Judy Godoy
(Reuters) - Months before cryptocurrency exchange Coinbase became a top U.S. target for digital assets, the company launched an extraordinary legal attack by hiring top lawyers to prepare court rulings in other business.
Before the SEC sued Coinbase on June 6, the company reviewed two other cryptocurrency-related lawsuits filed by the regulator and asked judges to rule on open legal issues now at the center of its case.
In each case, Coinbase applied as the curator of a friend or buddy.
According to law firm Gibson Dunn & Crutcher, friendly notes are only filed in 0.1% of U.S. Supreme Court cases, though crypto industry groups have filed a increasing number of lawsuits in favor of the defendants with the SEC, according to the law firm Gibson Dunn & Crutcher. . .
Legal experts said the court's decision in favor of the co-defendant would not be binding on the Coinbase case itself, but the company could invoke it in its defense. Few judges who have heard similar cases before have taken the SEC's approach.
Filing a friend's petition in lower court is a way to "start moving in the right direction" on a friend's legal issues, said Akiva Shapiro, one of the authors of the Gibson Dunn study.
Gibson Dunn presents Coinbase as a friend in this case.
Representatives for the SEC and Coinbase declined to comment.
Developers have been sued by the regulator for years for selling digital tokens without registering them. But recently, he's focused on bigger players like exchanges in an effort to disrupt what SEC Chairman Gary Gensler has called the "Wild West."

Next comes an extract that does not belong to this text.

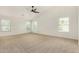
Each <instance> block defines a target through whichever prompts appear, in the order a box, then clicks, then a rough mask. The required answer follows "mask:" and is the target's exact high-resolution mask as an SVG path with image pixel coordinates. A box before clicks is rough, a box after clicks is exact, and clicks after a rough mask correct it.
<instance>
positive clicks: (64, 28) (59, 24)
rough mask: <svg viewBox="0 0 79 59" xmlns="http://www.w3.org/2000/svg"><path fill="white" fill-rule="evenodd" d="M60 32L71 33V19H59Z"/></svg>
mask: <svg viewBox="0 0 79 59" xmlns="http://www.w3.org/2000/svg"><path fill="white" fill-rule="evenodd" d="M59 32H69V17H63V18H60V19H59Z"/></svg>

Right now, the US SEC's biggest target is Coinbase, which is being sued in federal court in Manhattan. He accused the company of operating as an unregistered exchange, brokerage and clearinghouse, saying that at least 13 crypto assets provided to US investors, including Solana, Cardano and Polygon, were securities.

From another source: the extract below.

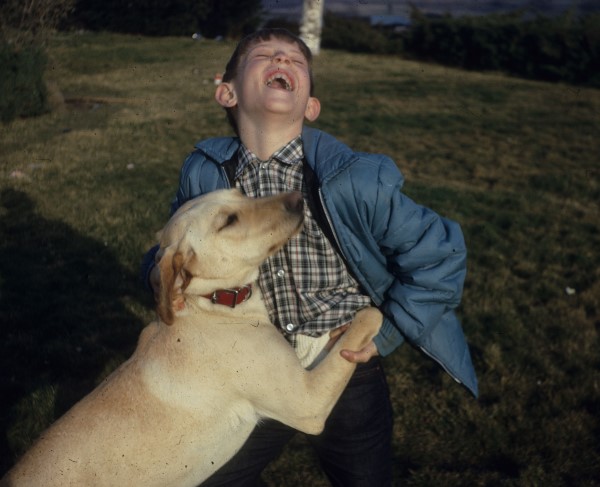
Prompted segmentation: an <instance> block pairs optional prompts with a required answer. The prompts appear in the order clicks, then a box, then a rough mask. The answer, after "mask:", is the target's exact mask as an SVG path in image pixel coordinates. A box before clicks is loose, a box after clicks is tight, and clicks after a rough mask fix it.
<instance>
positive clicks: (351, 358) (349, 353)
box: [340, 341, 379, 364]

Coinbase General Counsel Paul Grewal told Reuters on the day the case was filed that the company was "fully committed to defending itself in court."
legal review
Coinbase made its biggest legal move last year after the Securities and Exchange Commission launched an investigation into the case, hiring leading corporate defense law firms Gibson Dunn and Cahill Gordon & Rendell to file charges. documents in both cases.
In one case, the company asked U.S. District Judge Tanu Lane in Seattle to dismiss an insider trading case brought by the Securities and Exchange Commission against former Coinbase chief product officer Ishan Wahi.
Coinbase itself was not a defendant in the case.
Wahi and her brother settled with the SEC after pleading guilty to their respective criminal charges, so Lin never settled.
The exchange's main argument in the amicus report, which may presage its defense in this case, is that the SEC lacks the power to control the space since many digital assets are not securities.
The company argued that the SEC misapplied the legal test that "investing money in a joint venture whose profits are derived solely from the efforts of others" is a type of security called an investment contract.
Coinbase says its platform's digital assets fail this test, in part due to a lack of contractual agreements.
The SEC argued that the test, which applied to investments in everything from whiskey barrels to chinchillas, was based on the economic facts of the transactions, not the labels attached to them.
The regulator asked judges to focus on how digital assets are traded, citing promises from cryptocurrency developers that investors will benefit if their projects succeed.
"fair notice"
Coinbase also argued in a statement that the SEC failed to establish clear guidelines that would give crypto industry participants “fair warning” that a particular digital asset is a security before taking action. in court, violating their right to due process under the US Constitution.
Gensler dismissed that argument, saying many companies in the space made a "calculated economic decision" to circumvent the rules.
In another out-of-court appeal, Coinbase asked a federal judge in Manhattan to resolve the defense in the SEC case against Ripple Labs, which was the industry's highest-profile battle with a regulator before the Coinbase case. .
In 2020, the regulator filed a lawsuit accusing the San Francisco-based blockchain company and its current and former executives of conducting an unregistered $1.3 billion IPO by selling XRP, a cryptocurrency. currency created by the founders of Ripple in 2012.
Coinbase told U.S. District Judge Analys Torres that denying Ripple defendants a fair defense warning “would compromise the health of the defense in future cases.”
More than a dozen other cryptocurrency industry groups and market participants also provided friendly information to convince Torres that XRP is not a security.
A decision should be made this year.